Comment by tjbai 5 days ago

6 replies

I agree that there's an exploration-exploitation tradeoff, but for what you specifically suggest wouldn't you presumably just normalize by sample size? You wouldn't allocate based off total conversions, but rather a percentage.

jvans 5 days ago

Imagine a scenario where option B does 10x better than option A during the morning hours but -2x worse the rest of the day. If you start the multi armed bandit in the morning it could converge to option B quickly and dominate the rest of the day even though it performs worse then.

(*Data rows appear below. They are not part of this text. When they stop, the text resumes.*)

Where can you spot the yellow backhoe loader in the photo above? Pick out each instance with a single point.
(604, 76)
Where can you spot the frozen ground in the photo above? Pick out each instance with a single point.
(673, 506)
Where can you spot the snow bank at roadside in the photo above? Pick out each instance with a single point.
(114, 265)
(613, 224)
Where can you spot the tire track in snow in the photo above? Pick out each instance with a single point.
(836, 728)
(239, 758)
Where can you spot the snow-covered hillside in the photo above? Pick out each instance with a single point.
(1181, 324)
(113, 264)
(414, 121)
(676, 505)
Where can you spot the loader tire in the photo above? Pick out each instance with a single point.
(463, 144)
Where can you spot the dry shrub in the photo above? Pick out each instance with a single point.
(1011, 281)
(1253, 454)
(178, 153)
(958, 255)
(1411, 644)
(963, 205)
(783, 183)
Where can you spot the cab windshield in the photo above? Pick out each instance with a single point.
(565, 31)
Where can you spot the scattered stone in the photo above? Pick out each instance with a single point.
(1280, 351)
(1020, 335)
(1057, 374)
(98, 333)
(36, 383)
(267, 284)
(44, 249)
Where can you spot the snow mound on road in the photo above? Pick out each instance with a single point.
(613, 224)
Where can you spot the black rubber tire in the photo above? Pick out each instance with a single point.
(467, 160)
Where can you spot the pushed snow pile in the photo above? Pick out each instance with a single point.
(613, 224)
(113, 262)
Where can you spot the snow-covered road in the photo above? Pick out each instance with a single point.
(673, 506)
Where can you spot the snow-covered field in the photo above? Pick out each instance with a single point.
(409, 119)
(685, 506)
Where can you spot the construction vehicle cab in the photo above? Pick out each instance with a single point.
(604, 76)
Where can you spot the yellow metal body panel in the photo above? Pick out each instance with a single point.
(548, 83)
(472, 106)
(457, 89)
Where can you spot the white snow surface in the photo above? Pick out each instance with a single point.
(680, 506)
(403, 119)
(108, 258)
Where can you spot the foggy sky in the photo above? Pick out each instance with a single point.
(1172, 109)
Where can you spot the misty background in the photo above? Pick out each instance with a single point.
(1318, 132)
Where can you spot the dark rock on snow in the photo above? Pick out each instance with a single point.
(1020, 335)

Or in the above scenario option B performs a lot better than option A but only with the sale going, otherwise option B performs worse.

  • hinkley 5 days ago

    One of the problems we caught only once or twice: mobile versus desktop shifting with time of day, and what works on mobile may work worse than on desktop.

    We weren’t at the level of hacking our users, just looking at changes that affect response time and resource utilizations, and figuring out why a change actually seems to have made things worse instead of better. It’s easy for people to misread graphs. Especially if the graphs are using Lying with Statistics anti patterns.

sweezyjeezy 5 days ago

Yes but here's a exaggerated version - say were to sample for a week at 50/50 when the base conversion rate was at 4%, then we sample at 25/75 for a week with the base conversion rate bumped up to 8% due to a sale.

The average base rate for the first variant is 5.3%, the second is 6.4%. Generally the favoured variant's average will shift faster because we are sampling it more.

  • [removed] 5 days ago
    [deleted]
  • necovek 5 days ago

    Uhm, this still sounds like just bad math.

    While it's non-obvious this is the effect, anyone analyzing the results should be aware of it and should only compare weighted averages, or per distinct time periods.

    And therein is the largest problem with A/B testing: it's mostly done by people not understanding the math subtleties, thus they will misinterpret results in either direction.

    • sweezyjeezy 5 days ago

      Agreed, and articles like this don't help. That's the only point I was trying to make really.